Foto: Teatro alla Scala di Milano.

A trent’anni dalla scomparsa Rudolf Nureyev continua a vivere nel ricordo indelebile di chi l’ha visto danzare e nello stupore adombrato di amarezza di chi può ammirarlo soltanto in video; nella compiuta valorizzazione della danza maschile e nell’immancabile rappresentazione dei suoi balletti, coronamento del suo ultimo sogno: “As long as my ballets are danced, I will live”. In realtà Rudolf Nureyev continua a esercitare il suo magnetismo anche al di fuori dei confini teatrali, ispirando nel corso degli anni un gran numero di celebrazioni: il film Nureyev – The White Crow di Ralph Fiennes (in onda questa sera su Rai5), il romanzo Dancer di Colum McCann, l’esposizione virtuale dell’Opéra di Parigi, senza contare il lungo elenco di biografie e documentari. E così il suo nome, un tempo cancellato da tutti i libri di storia della danza dell’Unione Sovietica per aver scelto la libertà, è scritto – anzi scolpito – nella storia.

Con Rudolf Nureyev l’arte e la vita s’intrecciano in modo così inestricabile che i vari capitoli della sua esistenza sono ascrivibili a vari generi letterari. La nascita, avvenuta su un treno a vapore in viaggio per Vladivostok, circondato dai boschi innevati e cullato nei suoi primi respiri dal dondolio del vagone, ha un sapore fiabesco. L’ingresso nella prestigiosa Accademia Vaganova e poi nella compagnia del Kirov costituisce il primo importante riscatto dall’estrema povertà dell’infanzia come in un romanzo di formazione. Il grande salto verso la libertà, vale a dire la richiesta al governo francese di asilo politico che trasforma l’aeroporto parigino “Le Bourget” nel centro di un intrigo internazionale, si trova all’incrocio tra un romanzo d’avventura e uno di spionaggio. L’ultimo atto della sua vita ha l’ardore di un poema cavalleresco: è la coraggiosa impresa di un uomo che, al pari di un cavaliere, serve la propria arte fino all’ultimo spiraglio di energia, sfidando una cagionevole salute per coreografare il suo ultimo balletto, La Bayadère all’Opéra di Parigi.
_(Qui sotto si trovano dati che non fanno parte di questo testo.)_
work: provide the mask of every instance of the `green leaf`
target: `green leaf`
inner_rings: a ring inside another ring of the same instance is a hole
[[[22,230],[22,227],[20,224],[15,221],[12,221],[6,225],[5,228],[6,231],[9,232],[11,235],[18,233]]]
Se la danza è stata la ragione della sua vita, la passione è stato il motore che ha reso ogni suo passo, danzato e non, irripetibile. Unica la sua danza, unico il suo temperamento, unico il suo magistero, a partire dalla coraggiosa rivendicazione della libertà dell’arte che non conosce confini, nazionalità e ideologie. Certo nel suo cuore di essere predestinato alla danza, Nureyev è oggi senza dubbio destinato all’immortalità.